Functional principle of a pneumatic tube terminal device with an air exchange valve (around 1900): The barrel D leads into the chamber A , whose door B , which is provided with a rubber seal, can be closed airtight by the pressure lever C. The chamber can be connected to the pressure pipe O or the suction pipe P via the air exchange valve F. It is brought into the positions indicated on the brass plate of the table top N by the handwheel G provided with a pointer . The chamber can be vented via the outside air line K by means of the air cock I. The pressure gauge M is used to check the air pressure.

On March 2, 1868, the telegraph offices IV at the Brandenburg Gate and V at Potsdamer Platz were connected to the now 18 km long network. On December 1, 1876, the network expanded to 15 pneumatic post offices and a total length of 25.9 km was made accessible to the general public. Postcards and letters up to a weight of 20 grams (maximum size: 14 cm × 9 cm) could be sent.

Development up to 1945

Development of the Berlin pneumatic tube network according to the operating rules of 1885

In 1940 the Berlin pneumatic tube network reached its greatest expansion with a maximum route length of almost 400 km. 79 post and telegraph offices were connected and at that time processed around 8 million mailings a year.
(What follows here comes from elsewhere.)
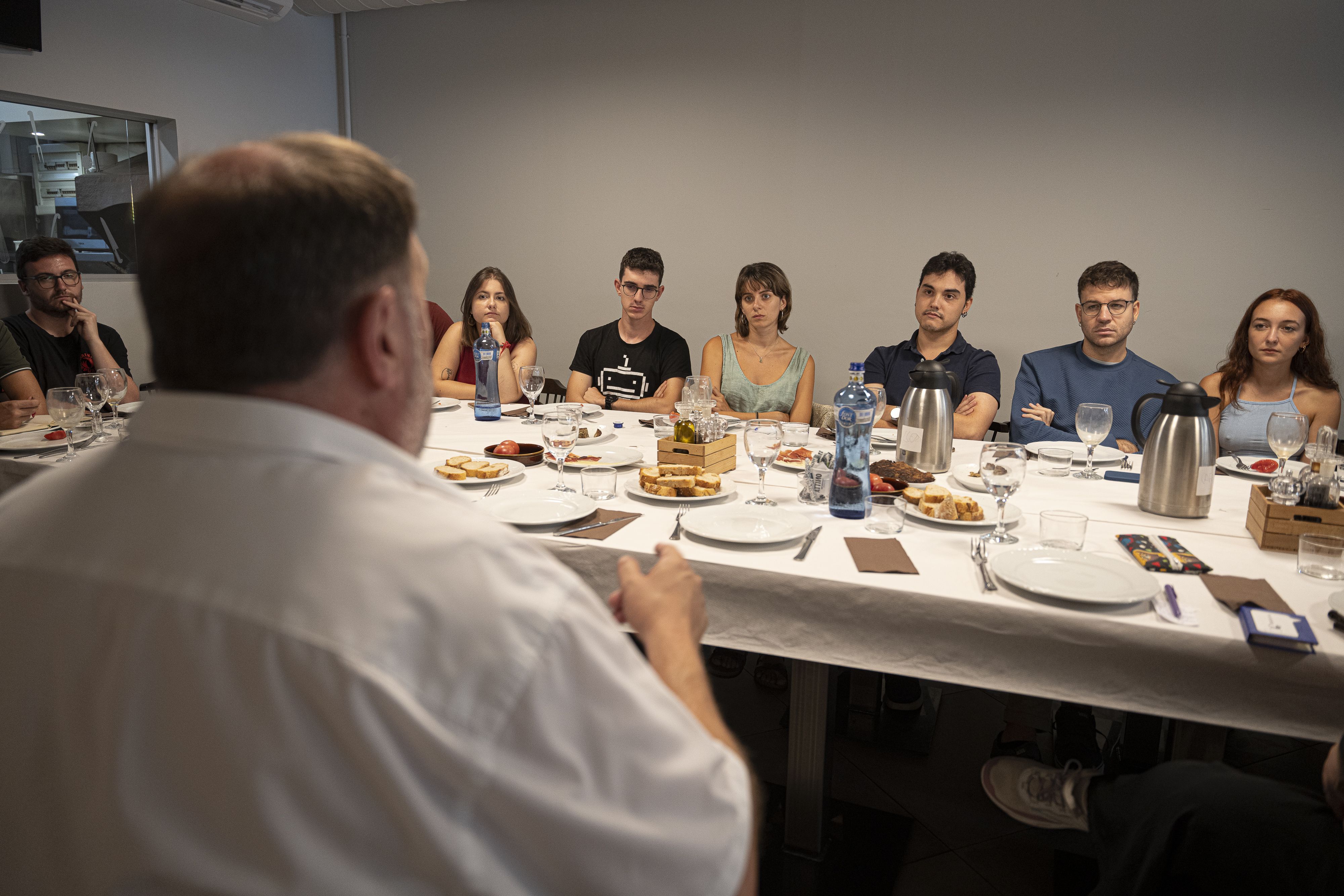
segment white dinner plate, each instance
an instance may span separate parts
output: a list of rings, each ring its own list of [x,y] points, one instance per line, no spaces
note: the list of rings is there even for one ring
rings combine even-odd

The operation of the Berlin pneumatic tube system as a publicly accessible system for transmitting messages was finally discontinued in 1976. In East Berlin , telegrams were still sent to the delivery offices by pneumatic tube until 1986. An analysis of the route plan of the Berlin pneumatic post shows that the development of the network first served economic interests. It was the connection between the main telegraph office and the stock exchange that was followed by the expansion of the pneumatic tube network into the newspaper district and the banking district . Later even the sparsely populated upper and lower middle class residential districts as well as the residential areas of the west (Charlottenburg, Grunewald, Lichterfelde, Schöneberg, Wilmersdorf, Zehlendorf) were connected, while the distinct working-class districts (Kreuzberg, Lichtenberg, Neukölln, Wedding) and the formerly still clearly rural dominated urban districts on the periphery received little or no pneumatic tube connection.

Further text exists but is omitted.